[quote name='onetrackmind']Javery, you're seriously

ing with me right? Why would anyone advocate for a system where regardless of whether you're a good worker or not, you can be fired at will for person reasons. If i'm going to get fired i expect it to be because of something i did to deserve it; not because the owner disagrees with my political stance or because of some other trivial thing.[/QUOTE]
Yep. The tenure and union system is flawed because it makes it to hard to fire people who are crappy employees, but that it makes it near impossible to fire good employees is it's strength.
And in higher education the last point is the key reason for tenure--it protects our academic freedom to do whatever research we want in our field etc. and not be able to be fired because it challenges someone in a position of authority. i.e. that it offends their politics, or it refutes theories that higher up spent their career promoting in their own research before moving into administration in the university etc.
The tenure system just needs tweaked so people have incentive to keep busting ass after getting all the way to full professor. People shouldn't be able to get fired without cause, or for personal reasons etc. if they're being productive. But the system has to allow for putting pressure on people slacking off. Plenty of full professors love their work and keep doing a good job, but many others slack off at that point and hardly publish any research etc. and thus are getting paid big bucks in the department and doing very little to promote the departments reputation as they aren't publishing or chasing grant money, are doing the bare minimum in the class room etc.
So it's matter of the tenure system, unions etc. being tweaked to protect good employees from being fired without cause while still allowing for firing those who do a crappy job--even those who have tenure. And of course there's always things built in to layoff people, furlough people etc. during hard economic times. For instant every public university in my state got 8 furlough days in the 09-10 academic year including tenured faculty, non-tenured faculty, university presidents (they took more days actually) etc. Some states some tenured faculty got let go, but not very many. There were (and still are as state budgets are still hurting) a lot of pressured early retirement buyouts for older profs though.
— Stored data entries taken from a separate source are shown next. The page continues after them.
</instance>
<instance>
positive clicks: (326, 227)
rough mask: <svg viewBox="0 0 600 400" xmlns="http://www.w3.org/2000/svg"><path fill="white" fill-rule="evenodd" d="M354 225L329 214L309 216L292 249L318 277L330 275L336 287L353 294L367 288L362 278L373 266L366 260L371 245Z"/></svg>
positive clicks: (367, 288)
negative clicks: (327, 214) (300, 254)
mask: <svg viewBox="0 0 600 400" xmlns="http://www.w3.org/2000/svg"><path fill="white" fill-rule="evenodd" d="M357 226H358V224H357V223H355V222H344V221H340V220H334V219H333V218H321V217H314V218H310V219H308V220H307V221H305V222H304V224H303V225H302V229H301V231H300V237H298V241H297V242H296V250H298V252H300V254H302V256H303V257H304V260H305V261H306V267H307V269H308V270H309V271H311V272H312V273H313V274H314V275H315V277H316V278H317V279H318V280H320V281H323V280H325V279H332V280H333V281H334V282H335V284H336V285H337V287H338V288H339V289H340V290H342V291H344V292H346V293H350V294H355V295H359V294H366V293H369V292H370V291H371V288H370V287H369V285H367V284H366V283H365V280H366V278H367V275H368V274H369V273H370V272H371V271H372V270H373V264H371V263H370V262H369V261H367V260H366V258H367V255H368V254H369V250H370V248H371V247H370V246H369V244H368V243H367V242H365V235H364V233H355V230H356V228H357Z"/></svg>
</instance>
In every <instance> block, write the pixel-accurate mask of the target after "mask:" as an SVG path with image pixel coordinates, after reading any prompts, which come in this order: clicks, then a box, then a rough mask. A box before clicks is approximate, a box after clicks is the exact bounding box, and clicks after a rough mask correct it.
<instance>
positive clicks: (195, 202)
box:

I get the ire of people in the private sector who aren't unionized and don't have much job security, as I hate that many industries don't have the same kind of job security unionized fields do. But at the same time, it's a choice over salary or job security most of the time. I considered an offer at a private research place that recruited me last summer that would have paid me $15k more than I'm making a year right now in academia. But I didn't consider it long as it wouldn't be very good job security as it's a grant funded places so the money can dry up, and I prefer the flexibility of working in academia in terms of being able to research what I'm interested in rather than whatever the research firm gets money to research.
So it's just a trade off most of the time. There's almost always more money to be made in the private sector. But usually less job security and less in some fields less flexibility and other perks.